クラリスはフィーリアをそっと立たせ、支える手を緩める。
フィーリアはぽーっと赤くなった顔で見上げていたが、クラリスは気付くことなくきょろきょろと辺りを見渡した。

「あれ…?どこだろ…ペン、落ちたと思ったんだけど…」

そう言いながら、フィーリアをベッドへと戻し、再び床を探す。

「うーん見えないや。ちょっと、ごめんね」

カーテンに手をかけた、その瞬間。

「あっ……!」

フィーリアが驚いたような声を上げた。

クラリスは手を止め、慌ててカーテンを戻す。

「あ、ごめん…なにかまずかった?もしかして、日光アレルギーとかある…?」

フィーリアは首を振って、やわらかく微笑んだ。

「いいえ。
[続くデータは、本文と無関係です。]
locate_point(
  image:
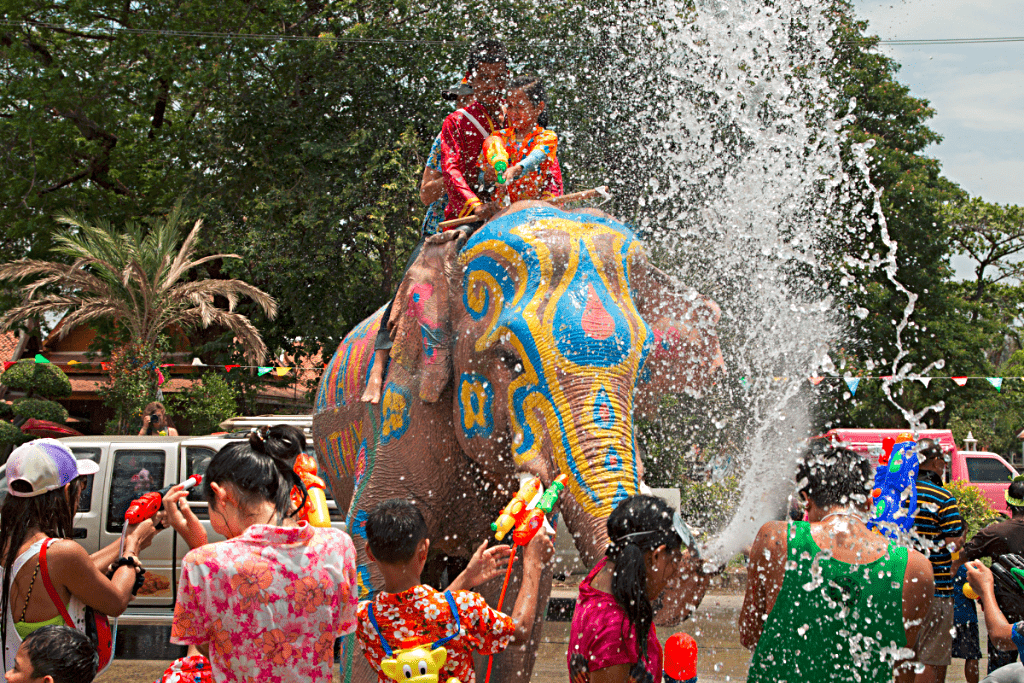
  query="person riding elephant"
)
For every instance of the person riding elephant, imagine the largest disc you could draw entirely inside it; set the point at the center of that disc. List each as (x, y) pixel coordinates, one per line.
(520, 350)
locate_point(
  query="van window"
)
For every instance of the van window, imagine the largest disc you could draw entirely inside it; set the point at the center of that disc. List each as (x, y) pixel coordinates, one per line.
(85, 504)
(987, 470)
(135, 473)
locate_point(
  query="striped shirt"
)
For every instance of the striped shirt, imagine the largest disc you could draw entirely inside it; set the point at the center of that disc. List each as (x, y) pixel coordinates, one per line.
(937, 518)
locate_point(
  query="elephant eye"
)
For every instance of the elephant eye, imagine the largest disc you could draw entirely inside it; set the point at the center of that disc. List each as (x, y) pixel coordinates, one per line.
(511, 360)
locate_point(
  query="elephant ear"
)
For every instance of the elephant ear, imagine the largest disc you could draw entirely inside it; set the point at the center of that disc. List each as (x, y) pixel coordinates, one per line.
(686, 355)
(420, 323)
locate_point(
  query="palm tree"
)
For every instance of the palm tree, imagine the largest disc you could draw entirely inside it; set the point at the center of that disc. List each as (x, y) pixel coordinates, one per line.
(134, 278)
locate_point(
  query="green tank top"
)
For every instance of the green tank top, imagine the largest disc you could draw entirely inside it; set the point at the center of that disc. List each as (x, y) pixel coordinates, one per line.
(833, 621)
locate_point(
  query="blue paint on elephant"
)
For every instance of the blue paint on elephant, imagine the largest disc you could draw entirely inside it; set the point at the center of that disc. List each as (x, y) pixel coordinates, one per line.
(475, 399)
(604, 412)
(592, 328)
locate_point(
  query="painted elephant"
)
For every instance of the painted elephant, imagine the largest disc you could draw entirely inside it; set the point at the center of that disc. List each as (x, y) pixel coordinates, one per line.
(522, 349)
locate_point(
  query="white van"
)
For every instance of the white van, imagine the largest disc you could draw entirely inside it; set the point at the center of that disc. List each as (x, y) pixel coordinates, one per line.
(130, 466)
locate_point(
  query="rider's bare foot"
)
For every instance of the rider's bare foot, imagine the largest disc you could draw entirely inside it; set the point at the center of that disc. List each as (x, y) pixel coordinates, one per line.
(372, 394)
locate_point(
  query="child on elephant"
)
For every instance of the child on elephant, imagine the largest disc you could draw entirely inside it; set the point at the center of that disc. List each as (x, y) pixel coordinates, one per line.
(532, 167)
(408, 612)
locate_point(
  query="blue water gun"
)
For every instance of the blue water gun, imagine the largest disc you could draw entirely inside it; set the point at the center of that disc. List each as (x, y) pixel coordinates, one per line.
(895, 478)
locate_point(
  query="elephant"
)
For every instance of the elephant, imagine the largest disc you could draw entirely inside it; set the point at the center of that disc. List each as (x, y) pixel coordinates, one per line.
(524, 348)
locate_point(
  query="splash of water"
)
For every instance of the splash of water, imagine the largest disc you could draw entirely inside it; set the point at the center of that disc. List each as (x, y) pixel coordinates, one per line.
(744, 183)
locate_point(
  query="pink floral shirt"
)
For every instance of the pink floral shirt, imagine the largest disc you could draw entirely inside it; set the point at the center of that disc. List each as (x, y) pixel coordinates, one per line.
(270, 603)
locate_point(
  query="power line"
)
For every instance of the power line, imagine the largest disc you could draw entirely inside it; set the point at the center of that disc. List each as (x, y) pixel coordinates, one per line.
(168, 33)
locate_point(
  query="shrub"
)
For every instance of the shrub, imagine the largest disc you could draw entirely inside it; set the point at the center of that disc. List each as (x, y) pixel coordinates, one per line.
(974, 507)
(40, 409)
(205, 404)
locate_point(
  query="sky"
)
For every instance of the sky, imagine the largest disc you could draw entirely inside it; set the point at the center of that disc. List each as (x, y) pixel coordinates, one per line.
(977, 90)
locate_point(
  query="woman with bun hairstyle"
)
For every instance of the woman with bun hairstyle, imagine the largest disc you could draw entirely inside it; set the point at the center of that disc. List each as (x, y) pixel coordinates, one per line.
(268, 602)
(612, 635)
(44, 484)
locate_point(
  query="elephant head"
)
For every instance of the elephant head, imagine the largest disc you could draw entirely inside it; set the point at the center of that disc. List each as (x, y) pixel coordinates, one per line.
(547, 325)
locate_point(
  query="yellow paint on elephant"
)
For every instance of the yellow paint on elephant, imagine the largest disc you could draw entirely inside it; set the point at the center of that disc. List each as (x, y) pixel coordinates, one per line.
(549, 286)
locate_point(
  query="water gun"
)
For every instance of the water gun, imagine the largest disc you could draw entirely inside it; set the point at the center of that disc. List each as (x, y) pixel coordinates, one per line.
(147, 505)
(416, 665)
(494, 152)
(534, 520)
(680, 658)
(517, 509)
(314, 510)
(895, 478)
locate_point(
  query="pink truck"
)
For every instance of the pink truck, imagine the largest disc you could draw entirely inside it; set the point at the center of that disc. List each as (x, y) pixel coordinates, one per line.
(987, 471)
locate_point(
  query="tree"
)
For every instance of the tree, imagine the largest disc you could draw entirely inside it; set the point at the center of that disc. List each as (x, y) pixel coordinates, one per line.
(134, 281)
(41, 383)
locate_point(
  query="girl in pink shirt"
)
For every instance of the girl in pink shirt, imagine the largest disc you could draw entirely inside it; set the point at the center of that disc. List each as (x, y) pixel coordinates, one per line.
(647, 543)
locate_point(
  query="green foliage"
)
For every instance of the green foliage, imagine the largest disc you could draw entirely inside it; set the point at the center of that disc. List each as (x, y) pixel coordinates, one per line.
(11, 436)
(132, 385)
(974, 507)
(709, 505)
(204, 406)
(42, 379)
(40, 409)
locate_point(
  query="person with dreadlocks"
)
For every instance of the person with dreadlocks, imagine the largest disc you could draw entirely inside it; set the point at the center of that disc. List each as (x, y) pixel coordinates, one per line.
(612, 637)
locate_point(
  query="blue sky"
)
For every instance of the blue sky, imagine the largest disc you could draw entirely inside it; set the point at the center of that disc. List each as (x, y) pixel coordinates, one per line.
(977, 90)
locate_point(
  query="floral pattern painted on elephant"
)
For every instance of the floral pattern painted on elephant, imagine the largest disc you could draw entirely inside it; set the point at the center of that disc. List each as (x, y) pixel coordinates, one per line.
(571, 322)
(475, 397)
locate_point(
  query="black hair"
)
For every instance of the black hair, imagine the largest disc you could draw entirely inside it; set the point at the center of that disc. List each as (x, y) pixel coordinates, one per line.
(52, 513)
(834, 476)
(534, 87)
(1016, 491)
(394, 529)
(637, 524)
(486, 52)
(260, 468)
(62, 652)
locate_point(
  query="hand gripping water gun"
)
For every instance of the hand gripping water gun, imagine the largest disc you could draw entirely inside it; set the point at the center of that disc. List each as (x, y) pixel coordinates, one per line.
(314, 511)
(148, 504)
(895, 478)
(526, 513)
(680, 658)
(416, 665)
(494, 152)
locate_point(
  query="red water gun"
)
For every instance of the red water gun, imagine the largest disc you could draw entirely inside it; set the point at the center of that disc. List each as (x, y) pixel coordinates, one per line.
(148, 504)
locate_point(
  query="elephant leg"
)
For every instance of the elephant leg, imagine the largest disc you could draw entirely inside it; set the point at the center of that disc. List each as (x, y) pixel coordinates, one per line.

ただ、わたくし……日光に当たってはいけないと、言われているのです」

「どうして……?」

クラリスはフィーリアの足元に跪き、その顔をそっと見上げた。

フィーリアは、どこまでも澄んだ瞳でまっすぐに答える。

「だって……“白く美しい姫は、国の宝”だと、そう言われてきましたもの」

その一言に、クラリスの胸を何かが鋭く貫いた。

"白雪姫"と称される異様なまでに白い肌。
いつも閉ざされた薄暗い部屋。
栄養価の低い野菜中心の食事。
小さな手、そして伸びない身長。

(やはり貧血は随伴症状なんだ……!!もしかしたら、この"歩けない"という主訴の原疾患は…!!)

クラリスの目に、確かな光が宿っていた。